In chemistry, transition metal silyl complexes describe coordination complexes in which a transition metal is bonded to an anionic silyl ligand, forming a metal-silicon sigma bond.  This class of complexes are numerous and some are technologically significant as intermediates in hydrosilylation.  These complexes are a subset of organosilicon compounds.

Synthesis

From silyl halides
The first examples were prepared by treatment of sodium cyclopentadienyliron dicarbonyl with trimethylsilyl chloride:
(C5H5)Fe(CO)2Na  +  Me3SiCl  →  (C5H5)Fe(CO)2SiMe3  +  NaCl 
A related reaction is the oxidative addition of silyl halides.

From hydrosilanes
Hydrosilanes oxidatively add to low-valent metal complexes to give silyl metal hydrides.  Such species are assumed to be intermediates in hydrosilylation catalysis.  The oxidative addition is preceded by the association of the intact hydrosilane with the unsaturated metal center, affording a sigma-silane complex.

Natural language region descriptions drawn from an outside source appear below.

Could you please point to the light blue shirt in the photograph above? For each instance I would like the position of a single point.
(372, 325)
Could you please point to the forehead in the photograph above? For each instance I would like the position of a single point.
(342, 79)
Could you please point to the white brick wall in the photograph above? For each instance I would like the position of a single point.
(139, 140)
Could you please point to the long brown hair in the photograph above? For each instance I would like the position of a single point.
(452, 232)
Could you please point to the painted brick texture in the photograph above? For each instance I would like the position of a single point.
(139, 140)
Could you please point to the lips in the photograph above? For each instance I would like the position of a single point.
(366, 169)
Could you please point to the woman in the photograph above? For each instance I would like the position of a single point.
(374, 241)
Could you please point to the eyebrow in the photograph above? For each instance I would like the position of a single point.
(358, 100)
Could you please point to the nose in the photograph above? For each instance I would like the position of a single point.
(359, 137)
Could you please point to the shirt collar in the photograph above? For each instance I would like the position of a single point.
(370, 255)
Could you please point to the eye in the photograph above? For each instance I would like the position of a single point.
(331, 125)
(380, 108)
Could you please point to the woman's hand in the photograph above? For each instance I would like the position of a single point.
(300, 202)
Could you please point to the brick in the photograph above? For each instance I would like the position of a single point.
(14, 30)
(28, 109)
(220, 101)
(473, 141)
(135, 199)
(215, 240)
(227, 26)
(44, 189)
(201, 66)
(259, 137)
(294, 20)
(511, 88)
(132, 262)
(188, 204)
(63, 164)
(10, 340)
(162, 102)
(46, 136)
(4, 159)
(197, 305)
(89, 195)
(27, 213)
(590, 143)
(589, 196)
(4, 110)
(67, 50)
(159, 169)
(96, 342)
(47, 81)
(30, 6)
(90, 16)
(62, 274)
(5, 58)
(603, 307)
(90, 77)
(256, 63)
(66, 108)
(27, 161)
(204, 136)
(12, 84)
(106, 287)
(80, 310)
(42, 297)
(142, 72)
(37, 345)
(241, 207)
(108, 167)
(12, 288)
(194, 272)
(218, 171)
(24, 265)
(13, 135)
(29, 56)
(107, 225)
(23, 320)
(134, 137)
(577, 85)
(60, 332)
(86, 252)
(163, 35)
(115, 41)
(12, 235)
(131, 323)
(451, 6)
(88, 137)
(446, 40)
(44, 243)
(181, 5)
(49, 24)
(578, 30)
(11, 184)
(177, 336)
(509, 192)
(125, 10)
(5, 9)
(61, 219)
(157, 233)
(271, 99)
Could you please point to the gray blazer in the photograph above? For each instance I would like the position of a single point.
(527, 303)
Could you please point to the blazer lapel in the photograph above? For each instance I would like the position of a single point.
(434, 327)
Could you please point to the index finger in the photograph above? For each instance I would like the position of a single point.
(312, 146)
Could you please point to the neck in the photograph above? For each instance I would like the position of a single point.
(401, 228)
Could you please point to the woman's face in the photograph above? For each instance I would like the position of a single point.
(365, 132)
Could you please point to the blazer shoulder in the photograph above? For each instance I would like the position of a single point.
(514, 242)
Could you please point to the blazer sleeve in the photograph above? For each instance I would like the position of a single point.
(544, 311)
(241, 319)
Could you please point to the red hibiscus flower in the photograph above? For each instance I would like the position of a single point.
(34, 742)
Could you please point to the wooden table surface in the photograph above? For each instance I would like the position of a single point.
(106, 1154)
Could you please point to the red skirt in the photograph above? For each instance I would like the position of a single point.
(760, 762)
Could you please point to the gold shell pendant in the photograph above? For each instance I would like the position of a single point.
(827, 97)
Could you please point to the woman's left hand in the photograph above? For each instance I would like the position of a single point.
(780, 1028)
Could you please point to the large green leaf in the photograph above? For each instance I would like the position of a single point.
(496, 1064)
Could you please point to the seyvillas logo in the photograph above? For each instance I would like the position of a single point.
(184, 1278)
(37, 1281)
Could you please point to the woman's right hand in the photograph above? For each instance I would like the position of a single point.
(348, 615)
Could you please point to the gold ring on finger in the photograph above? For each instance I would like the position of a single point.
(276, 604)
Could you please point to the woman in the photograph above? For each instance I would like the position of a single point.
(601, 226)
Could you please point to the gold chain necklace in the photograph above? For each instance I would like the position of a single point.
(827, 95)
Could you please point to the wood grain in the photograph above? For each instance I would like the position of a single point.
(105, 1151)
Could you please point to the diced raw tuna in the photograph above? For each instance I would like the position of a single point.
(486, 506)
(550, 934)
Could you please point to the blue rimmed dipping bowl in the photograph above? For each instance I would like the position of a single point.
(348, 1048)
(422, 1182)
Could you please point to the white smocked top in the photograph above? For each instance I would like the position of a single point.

Sigma bond metathesis can occur when hydrosilanes are treated with early metals alkyls.  Using the Petasis reagent, a cyclic dititanium complex is produced with elimination of methane (Me = CH3, Ph = C6H5)
2 (C5H5)2TiMe2  + 2 Ph2SiH2  →   [(C5H5)2TiSiPh2]2   +  4 MeH

Oxidative addition of Si-Si bonds
Low valent metals insert into the Si-Si bond of disilanes.  The main limitation of this reaction is the paucity of disilanes as reagents.

Silyl complexes with Si-Si bonds
Beyond simple ligands like SiR3-, silyl ligands with Si-Si bonds are known. (C5H5)Fe(CO)2-SiMe2SiPh3 is one example (Me = CH3, Ph = C6H5). Another example is the metalacycle derived from titanocene dichloride, (C5H5)2Ti(SiPh2)5.